Disturbances of the lunar surface produced by Surveyor 3, like those produced by Surveyor 1, exposed material at depths of a few centimeters or less that was darker than the material at the surface. The albedo of the fine-grained fragmental debris is probably 20 to 30% lower at depths of only a fraction of a millimeter than it is at the optically observed surface. All coarse fragments protruding above the general level of the surface have a higher albedo than the fine-grained matrix of the surface. These general photometric relationships can be explained if it is assumed that the surfaces of the particles in the shallow lunar subsurface tend to become coated with a dark substance; the term proposed for this hypothetical substance is ‘lunar varnish’ On the protruding surface of blocks and coarse fragments the lunar varnish is scrubbed off by the processes that cause rounding. The exposed surfaces of fine particles on the lunar surface are similarly affected, but, because they are mixed relatively rapidly with particles just beneath the surface, the process is incomplete and the fine-grained material exposed at the lunar surface, therefore, has a lower albedo than blocks and other large fragments. Coating of particles by lunar varnish evidently takes place just beneath the surface. The estimated normal luminance factor (normal albedo) of an undisturbed part of the lunar surface next to footpad 2 of the Surveyor 3 spacecraft is 8.5%. An area of the lunar surface disturbed by the surface sampler has an estimated normal luminance factor of 6.6%, and fine-grained material placed on footpad 2 by the surface sampler has an estimated normal luminance factor of 7.6%. The errors in all these estimates may be as high as 25% because of uncertainties of correction required for light scattered from the camera mirror. Preliminary search for color differences, by color reconstitution methods, revealed no determinable differences in color among various coarse blocks, the fine-grained matrix of the surface, or fine-grained material disturbed by the surface sampler.
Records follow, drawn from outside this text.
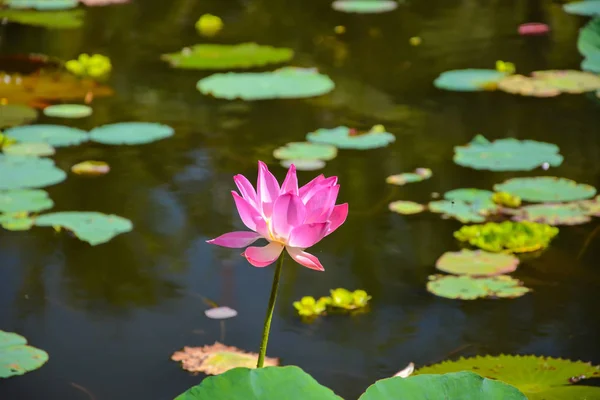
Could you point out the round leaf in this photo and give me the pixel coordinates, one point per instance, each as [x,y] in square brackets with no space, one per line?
[289,82]
[130,133]
[227,56]
[54,135]
[477,263]
[546,189]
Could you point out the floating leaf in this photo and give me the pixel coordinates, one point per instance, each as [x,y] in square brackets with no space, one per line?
[16,357]
[539,378]
[419,175]
[54,135]
[62,19]
[24,200]
[406,207]
[131,133]
[546,189]
[217,359]
[463,385]
[92,168]
[19,172]
[468,80]
[92,227]
[68,111]
[220,313]
[305,151]
[468,288]
[346,138]
[29,149]
[364,6]
[227,56]
[288,82]
[506,154]
[16,114]
[477,263]
[514,237]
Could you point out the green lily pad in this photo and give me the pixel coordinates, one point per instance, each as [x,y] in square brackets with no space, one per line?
[477,263]
[463,385]
[42,4]
[506,154]
[68,111]
[29,149]
[546,189]
[54,135]
[507,236]
[345,138]
[130,133]
[16,357]
[406,207]
[269,383]
[227,56]
[92,227]
[16,114]
[62,19]
[468,80]
[24,200]
[288,82]
[419,175]
[19,172]
[458,209]
[539,378]
[364,6]
[305,151]
[468,288]
[588,8]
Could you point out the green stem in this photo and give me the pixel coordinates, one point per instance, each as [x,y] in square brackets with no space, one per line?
[269,316]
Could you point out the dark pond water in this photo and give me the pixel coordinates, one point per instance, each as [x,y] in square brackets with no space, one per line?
[110,316]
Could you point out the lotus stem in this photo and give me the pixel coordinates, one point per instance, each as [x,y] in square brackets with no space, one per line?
[269,316]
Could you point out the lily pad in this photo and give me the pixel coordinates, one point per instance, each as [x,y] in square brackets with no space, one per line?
[131,133]
[468,288]
[16,114]
[364,6]
[468,80]
[227,56]
[546,189]
[16,357]
[29,149]
[507,236]
[305,151]
[24,200]
[54,135]
[288,82]
[458,209]
[506,154]
[21,172]
[419,175]
[406,207]
[539,378]
[92,227]
[346,138]
[217,359]
[68,111]
[477,263]
[62,19]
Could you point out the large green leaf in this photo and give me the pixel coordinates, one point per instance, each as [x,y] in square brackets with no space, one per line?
[16,357]
[453,386]
[22,172]
[539,378]
[227,56]
[269,383]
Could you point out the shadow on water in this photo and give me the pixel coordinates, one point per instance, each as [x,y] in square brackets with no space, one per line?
[110,316]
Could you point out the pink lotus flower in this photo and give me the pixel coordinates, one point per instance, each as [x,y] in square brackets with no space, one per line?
[288,217]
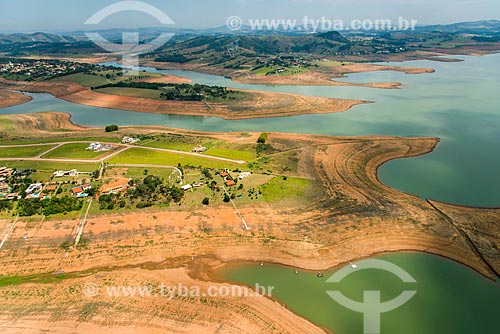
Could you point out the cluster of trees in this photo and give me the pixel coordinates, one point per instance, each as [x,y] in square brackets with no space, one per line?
[176,92]
[147,192]
[30,207]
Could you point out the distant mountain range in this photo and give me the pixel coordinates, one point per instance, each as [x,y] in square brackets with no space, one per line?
[37,37]
[483,28]
[478,27]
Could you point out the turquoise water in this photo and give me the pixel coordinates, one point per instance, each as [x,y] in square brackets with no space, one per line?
[459,103]
[450,298]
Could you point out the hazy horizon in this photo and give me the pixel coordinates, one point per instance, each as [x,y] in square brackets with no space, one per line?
[58,16]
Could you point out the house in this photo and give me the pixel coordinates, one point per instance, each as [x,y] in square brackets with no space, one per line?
[12,197]
[50,188]
[61,173]
[33,195]
[199,149]
[129,140]
[4,188]
[6,172]
[78,192]
[114,187]
[230,183]
[243,175]
[34,188]
[187,187]
[94,147]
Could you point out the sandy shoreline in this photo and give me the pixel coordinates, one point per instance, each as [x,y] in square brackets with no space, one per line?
[167,246]
[257,105]
[323,76]
[9,99]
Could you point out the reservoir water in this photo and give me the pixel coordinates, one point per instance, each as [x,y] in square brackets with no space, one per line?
[459,103]
[450,298]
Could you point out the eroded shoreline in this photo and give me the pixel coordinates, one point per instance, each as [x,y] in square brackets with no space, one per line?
[256,105]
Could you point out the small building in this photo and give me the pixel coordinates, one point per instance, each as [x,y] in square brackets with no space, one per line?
[12,196]
[114,187]
[186,187]
[50,188]
[78,192]
[4,188]
[33,195]
[94,147]
[230,183]
[6,172]
[34,188]
[199,149]
[129,140]
[61,173]
[243,175]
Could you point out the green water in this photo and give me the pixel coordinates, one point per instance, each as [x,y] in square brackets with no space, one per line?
[459,103]
[450,299]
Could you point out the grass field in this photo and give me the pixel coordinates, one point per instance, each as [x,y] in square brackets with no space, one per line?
[229,153]
[138,173]
[142,156]
[103,77]
[216,148]
[74,151]
[23,152]
[50,166]
[133,92]
[113,138]
[171,145]
[86,80]
[287,72]
[44,170]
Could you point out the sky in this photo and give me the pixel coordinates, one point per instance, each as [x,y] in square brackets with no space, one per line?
[70,15]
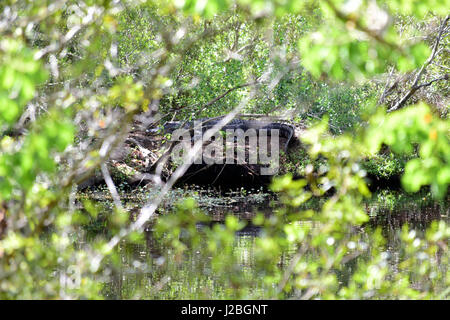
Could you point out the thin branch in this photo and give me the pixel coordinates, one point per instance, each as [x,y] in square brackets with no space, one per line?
[415,86]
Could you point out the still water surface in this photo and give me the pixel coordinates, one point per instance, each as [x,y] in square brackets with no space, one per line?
[149,271]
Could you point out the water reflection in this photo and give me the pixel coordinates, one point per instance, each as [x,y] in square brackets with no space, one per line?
[144,267]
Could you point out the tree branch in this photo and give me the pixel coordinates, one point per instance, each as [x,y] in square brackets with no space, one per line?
[416,86]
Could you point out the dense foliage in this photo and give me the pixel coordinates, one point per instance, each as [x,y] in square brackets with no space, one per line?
[75,75]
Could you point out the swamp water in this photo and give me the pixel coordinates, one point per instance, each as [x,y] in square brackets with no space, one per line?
[150,270]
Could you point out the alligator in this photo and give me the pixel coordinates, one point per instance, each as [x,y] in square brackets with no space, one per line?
[285,130]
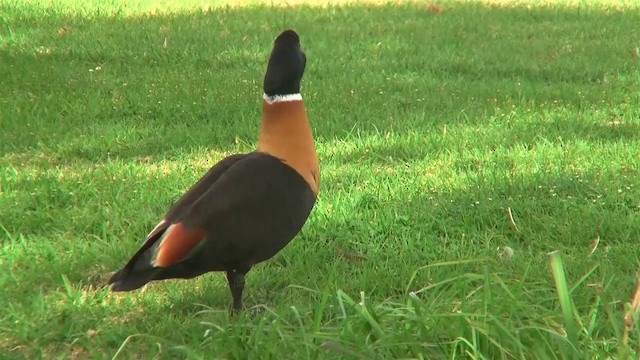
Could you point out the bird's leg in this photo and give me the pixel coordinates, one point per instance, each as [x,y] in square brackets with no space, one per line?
[236,285]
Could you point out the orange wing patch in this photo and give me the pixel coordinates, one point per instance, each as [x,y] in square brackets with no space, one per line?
[176,244]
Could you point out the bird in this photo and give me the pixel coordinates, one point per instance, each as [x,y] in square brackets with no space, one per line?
[248,206]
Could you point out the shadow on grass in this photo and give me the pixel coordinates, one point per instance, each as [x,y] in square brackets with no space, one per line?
[373,69]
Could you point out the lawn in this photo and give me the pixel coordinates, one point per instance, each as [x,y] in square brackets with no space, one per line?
[460,144]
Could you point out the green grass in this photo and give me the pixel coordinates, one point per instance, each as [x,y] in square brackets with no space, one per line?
[429,125]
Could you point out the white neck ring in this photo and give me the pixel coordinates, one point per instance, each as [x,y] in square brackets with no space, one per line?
[281,98]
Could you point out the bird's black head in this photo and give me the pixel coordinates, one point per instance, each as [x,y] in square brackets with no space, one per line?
[286,65]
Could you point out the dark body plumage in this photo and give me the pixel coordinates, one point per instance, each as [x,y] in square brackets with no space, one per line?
[247,207]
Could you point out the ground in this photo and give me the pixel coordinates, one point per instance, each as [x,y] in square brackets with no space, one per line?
[460,143]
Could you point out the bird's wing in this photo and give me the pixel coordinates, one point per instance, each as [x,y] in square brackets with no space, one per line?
[170,227]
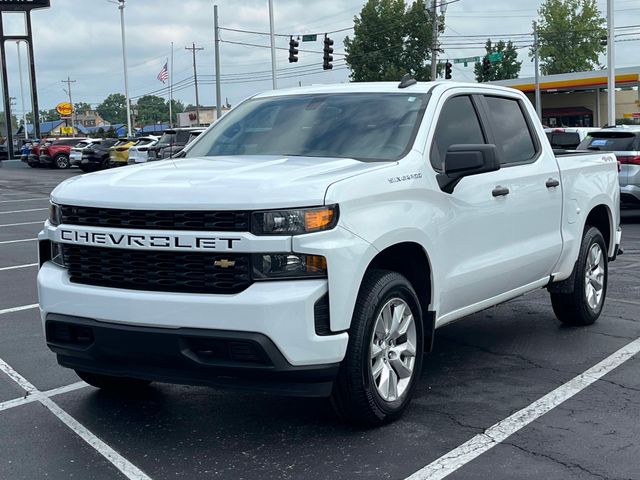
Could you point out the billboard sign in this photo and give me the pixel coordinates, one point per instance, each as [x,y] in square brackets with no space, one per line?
[23,5]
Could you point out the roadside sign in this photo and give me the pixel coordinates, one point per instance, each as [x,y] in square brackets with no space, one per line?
[64,108]
[466,60]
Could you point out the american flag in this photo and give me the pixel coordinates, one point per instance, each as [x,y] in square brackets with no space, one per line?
[163,76]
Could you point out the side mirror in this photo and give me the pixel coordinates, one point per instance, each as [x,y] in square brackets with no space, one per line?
[465,160]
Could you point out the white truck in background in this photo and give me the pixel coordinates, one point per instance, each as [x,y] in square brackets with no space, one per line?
[312,241]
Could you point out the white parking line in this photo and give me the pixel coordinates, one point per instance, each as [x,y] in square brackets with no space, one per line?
[18,241]
[498,433]
[127,468]
[22,211]
[19,309]
[34,397]
[17,267]
[19,224]
[24,200]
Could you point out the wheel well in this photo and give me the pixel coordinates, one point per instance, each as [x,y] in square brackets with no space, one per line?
[408,259]
[599,218]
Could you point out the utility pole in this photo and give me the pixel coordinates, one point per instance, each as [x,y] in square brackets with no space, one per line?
[217,49]
[171,90]
[273,46]
[126,70]
[194,49]
[434,41]
[611,65]
[536,62]
[68,81]
[24,113]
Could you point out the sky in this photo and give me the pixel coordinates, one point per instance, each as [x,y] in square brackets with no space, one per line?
[81,39]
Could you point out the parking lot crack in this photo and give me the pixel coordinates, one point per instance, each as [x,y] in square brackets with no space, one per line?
[567,465]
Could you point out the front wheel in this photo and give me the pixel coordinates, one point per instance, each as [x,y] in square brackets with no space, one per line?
[384,354]
[584,304]
[111,383]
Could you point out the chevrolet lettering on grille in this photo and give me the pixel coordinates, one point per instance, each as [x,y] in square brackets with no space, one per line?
[151,241]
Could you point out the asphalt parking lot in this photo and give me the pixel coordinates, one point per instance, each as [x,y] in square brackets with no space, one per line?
[484,370]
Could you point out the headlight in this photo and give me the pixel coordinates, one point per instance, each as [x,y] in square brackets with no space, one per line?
[56,254]
[288,266]
[295,221]
[55,215]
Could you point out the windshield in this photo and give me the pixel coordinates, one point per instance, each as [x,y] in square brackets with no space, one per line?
[363,126]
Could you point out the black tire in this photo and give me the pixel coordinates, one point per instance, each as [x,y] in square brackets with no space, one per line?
[574,308]
[111,383]
[61,162]
[355,396]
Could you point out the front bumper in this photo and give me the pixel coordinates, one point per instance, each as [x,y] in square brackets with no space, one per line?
[185,355]
[282,311]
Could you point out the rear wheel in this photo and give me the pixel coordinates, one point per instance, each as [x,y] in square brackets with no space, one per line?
[62,162]
[584,304]
[384,355]
[111,383]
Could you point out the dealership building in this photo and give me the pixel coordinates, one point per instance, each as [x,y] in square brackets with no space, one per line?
[580,99]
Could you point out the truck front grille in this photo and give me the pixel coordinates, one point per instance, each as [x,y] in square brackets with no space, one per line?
[158,271]
[196,220]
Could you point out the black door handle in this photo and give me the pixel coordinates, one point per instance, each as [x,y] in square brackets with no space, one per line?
[500,191]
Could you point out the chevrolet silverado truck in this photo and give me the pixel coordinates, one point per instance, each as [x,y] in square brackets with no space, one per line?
[313,239]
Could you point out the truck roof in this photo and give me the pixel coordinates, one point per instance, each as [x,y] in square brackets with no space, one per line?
[376,87]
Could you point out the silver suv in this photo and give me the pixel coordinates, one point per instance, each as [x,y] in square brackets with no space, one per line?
[624,141]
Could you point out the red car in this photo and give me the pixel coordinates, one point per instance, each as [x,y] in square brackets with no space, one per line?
[57,153]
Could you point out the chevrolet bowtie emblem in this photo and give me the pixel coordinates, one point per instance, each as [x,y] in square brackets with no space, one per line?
[224,263]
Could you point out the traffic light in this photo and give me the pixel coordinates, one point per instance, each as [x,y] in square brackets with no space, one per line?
[486,68]
[328,50]
[293,50]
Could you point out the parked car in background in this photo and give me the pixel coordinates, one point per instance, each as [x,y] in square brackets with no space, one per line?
[76,152]
[33,160]
[568,138]
[119,153]
[624,141]
[140,151]
[171,142]
[56,154]
[96,157]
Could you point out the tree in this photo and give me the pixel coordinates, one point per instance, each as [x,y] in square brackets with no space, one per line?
[390,39]
[504,69]
[114,108]
[569,33]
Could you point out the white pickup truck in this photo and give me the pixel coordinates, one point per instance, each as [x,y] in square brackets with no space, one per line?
[312,241]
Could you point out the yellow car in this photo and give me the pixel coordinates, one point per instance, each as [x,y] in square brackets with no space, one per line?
[119,153]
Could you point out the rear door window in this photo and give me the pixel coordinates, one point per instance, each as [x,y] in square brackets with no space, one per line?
[458,125]
[610,141]
[511,130]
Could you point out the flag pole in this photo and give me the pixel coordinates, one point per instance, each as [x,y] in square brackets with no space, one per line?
[171,90]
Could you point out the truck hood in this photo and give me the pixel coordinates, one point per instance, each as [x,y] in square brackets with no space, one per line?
[225,183]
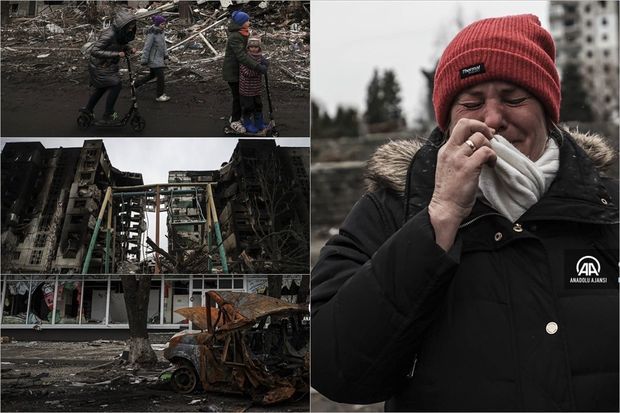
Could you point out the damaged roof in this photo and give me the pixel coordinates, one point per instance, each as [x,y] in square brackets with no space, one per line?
[239,309]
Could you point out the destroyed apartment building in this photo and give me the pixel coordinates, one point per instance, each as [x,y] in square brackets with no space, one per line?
[68,210]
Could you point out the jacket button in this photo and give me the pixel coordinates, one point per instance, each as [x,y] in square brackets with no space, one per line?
[551,328]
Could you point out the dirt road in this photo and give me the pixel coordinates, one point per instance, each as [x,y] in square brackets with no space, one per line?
[89,376]
[45,105]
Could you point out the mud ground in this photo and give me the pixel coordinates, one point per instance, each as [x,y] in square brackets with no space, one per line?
[45,104]
[91,377]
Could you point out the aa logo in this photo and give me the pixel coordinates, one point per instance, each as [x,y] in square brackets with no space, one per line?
[588,266]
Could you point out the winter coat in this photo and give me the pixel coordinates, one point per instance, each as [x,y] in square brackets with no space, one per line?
[236,54]
[397,318]
[155,50]
[103,64]
[250,81]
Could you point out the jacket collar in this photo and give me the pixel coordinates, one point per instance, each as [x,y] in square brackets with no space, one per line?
[577,193]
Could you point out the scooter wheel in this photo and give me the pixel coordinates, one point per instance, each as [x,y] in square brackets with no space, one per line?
[138,123]
[84,121]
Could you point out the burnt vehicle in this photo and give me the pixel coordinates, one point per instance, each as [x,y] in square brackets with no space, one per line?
[249,344]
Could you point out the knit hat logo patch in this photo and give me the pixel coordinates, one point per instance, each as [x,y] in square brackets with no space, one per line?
[472,70]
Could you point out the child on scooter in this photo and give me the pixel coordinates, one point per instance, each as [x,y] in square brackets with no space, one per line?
[153,56]
[250,88]
[238,33]
[103,65]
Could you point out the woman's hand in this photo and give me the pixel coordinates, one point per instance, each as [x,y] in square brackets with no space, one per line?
[459,163]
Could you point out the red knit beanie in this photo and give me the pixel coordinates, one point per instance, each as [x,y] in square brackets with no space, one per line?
[513,49]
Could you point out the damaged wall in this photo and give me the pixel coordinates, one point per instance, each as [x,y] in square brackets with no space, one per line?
[50,200]
[262,201]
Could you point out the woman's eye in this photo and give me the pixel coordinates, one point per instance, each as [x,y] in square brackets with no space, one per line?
[516,101]
[471,105]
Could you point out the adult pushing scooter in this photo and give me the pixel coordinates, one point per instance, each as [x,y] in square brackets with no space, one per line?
[105,54]
[86,118]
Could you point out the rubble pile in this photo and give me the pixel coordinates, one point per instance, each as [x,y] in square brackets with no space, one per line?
[50,44]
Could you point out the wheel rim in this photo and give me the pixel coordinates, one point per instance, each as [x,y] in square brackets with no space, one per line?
[184,380]
[83,121]
[138,123]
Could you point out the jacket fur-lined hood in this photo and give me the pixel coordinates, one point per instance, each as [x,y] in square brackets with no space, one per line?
[388,166]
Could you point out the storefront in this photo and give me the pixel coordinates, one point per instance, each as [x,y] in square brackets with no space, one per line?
[90,302]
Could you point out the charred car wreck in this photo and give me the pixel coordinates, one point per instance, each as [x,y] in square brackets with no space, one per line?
[250,344]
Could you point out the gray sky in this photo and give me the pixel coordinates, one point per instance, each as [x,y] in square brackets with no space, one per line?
[154,157]
[351,38]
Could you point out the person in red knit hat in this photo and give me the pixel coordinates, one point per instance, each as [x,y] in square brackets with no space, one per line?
[479,271]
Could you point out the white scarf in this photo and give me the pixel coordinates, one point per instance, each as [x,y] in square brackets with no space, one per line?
[516,183]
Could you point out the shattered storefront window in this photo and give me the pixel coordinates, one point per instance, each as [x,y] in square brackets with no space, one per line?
[95,301]
[155,301]
[68,301]
[118,310]
[176,295]
[209,283]
[16,300]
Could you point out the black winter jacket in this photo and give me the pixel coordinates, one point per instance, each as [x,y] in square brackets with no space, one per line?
[396,318]
[103,64]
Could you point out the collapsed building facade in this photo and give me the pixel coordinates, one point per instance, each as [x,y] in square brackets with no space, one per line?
[262,204]
[250,216]
[50,199]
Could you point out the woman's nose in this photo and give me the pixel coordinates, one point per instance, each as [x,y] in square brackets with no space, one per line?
[494,115]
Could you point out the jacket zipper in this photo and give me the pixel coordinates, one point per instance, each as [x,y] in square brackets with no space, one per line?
[477,218]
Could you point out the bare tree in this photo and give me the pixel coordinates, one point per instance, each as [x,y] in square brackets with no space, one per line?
[274,286]
[304,289]
[276,210]
[4,11]
[136,290]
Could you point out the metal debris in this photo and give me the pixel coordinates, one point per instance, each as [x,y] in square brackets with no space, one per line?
[250,344]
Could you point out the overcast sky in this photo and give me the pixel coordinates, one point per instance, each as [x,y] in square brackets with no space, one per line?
[154,157]
[351,38]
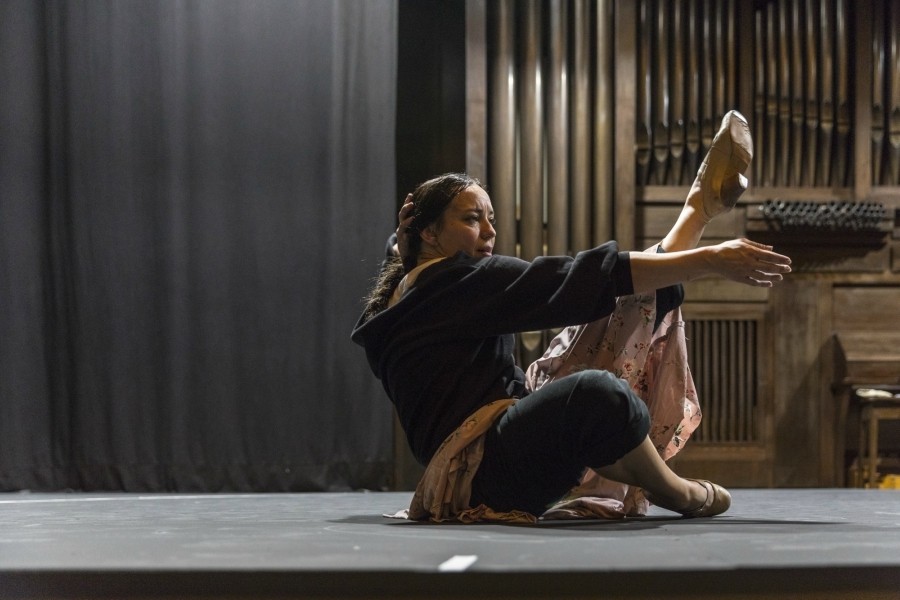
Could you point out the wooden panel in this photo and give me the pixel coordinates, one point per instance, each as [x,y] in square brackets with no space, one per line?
[802,329]
[867,308]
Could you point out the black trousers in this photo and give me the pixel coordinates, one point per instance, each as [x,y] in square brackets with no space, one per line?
[538,450]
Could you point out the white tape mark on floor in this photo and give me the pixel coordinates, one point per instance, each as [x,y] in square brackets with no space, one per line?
[460,562]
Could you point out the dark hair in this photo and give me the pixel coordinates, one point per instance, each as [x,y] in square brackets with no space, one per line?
[430,199]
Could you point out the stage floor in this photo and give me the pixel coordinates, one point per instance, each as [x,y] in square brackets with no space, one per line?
[816,543]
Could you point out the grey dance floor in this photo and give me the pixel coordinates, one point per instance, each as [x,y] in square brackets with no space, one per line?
[823,543]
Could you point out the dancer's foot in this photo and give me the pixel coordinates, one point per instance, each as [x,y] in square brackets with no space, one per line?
[715,500]
[720,180]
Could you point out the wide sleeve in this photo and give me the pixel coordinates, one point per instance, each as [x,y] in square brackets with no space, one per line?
[502,295]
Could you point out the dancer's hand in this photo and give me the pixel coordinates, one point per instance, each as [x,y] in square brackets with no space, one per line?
[749,262]
[405,217]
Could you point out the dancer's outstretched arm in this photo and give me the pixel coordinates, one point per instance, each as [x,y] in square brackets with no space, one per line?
[742,260]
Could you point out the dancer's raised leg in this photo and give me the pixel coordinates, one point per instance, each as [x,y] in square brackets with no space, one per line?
[719,183]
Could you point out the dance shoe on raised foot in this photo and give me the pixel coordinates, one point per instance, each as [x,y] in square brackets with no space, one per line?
[720,180]
[718,500]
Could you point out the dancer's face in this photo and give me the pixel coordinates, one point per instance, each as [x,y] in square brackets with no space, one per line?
[467,225]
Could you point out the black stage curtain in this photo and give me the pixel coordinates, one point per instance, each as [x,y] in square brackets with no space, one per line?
[194,197]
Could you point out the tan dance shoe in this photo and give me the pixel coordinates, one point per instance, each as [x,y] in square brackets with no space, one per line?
[720,179]
[718,500]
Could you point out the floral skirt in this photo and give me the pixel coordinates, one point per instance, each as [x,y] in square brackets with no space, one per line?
[654,363]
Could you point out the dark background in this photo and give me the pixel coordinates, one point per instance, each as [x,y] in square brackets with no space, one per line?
[194,197]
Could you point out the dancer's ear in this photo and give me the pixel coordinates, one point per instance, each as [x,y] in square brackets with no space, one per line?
[429,235]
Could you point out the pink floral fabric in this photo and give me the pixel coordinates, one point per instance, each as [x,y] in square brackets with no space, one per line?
[655,366]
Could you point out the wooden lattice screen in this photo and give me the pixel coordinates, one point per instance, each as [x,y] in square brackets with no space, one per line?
[724,362]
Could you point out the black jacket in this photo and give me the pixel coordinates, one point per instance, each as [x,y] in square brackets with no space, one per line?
[446,348]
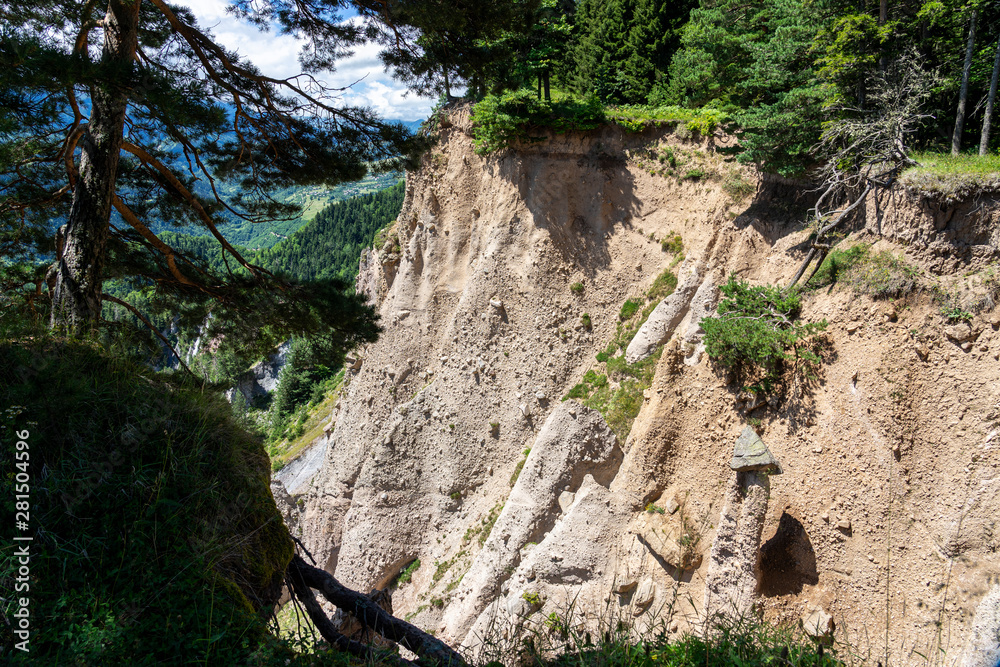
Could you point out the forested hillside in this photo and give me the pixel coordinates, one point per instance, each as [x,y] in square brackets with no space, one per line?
[773,71]
[330,246]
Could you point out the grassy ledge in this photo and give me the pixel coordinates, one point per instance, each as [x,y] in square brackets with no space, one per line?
[952,177]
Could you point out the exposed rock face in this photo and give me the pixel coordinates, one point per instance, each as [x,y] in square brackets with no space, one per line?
[983,649]
[888,447]
[574,444]
[734,565]
[665,317]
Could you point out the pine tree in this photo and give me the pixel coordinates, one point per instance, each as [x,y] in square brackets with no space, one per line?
[112,120]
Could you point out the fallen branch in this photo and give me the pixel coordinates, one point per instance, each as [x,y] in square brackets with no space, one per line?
[303,593]
[374,617]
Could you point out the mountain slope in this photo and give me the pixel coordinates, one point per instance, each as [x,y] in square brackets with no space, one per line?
[452,445]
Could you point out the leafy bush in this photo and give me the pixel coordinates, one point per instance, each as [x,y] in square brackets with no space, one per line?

Surveyor 3 pictures of the eclipse of the sun by the earth revealed a bright region in the refraction halo surrounding the earth, which was correlated with the position of the sun, and a series of bright beads that occurred over regions of the earth largely clear of clouds. Clouds tend to occult the refracted rays of the sun, most of which pass through the lower part of the atmosphere at the limb; the beads occurred in the depressions in the optical silhouette of the earth. Preliminary reduction of the color of the refracted light showed that the brightest region, near the position of the sun, exhibited a correlated color temperature close to 4800°K. The color temperature tended to be lower for light that followed paths of greater atmospheric absorption. Preliminary analysis of Surveyor 3 pictures of the partly illuminated earth revealed colors similar to the colors recorded from orbit by the Mercury and Gemini astronauts.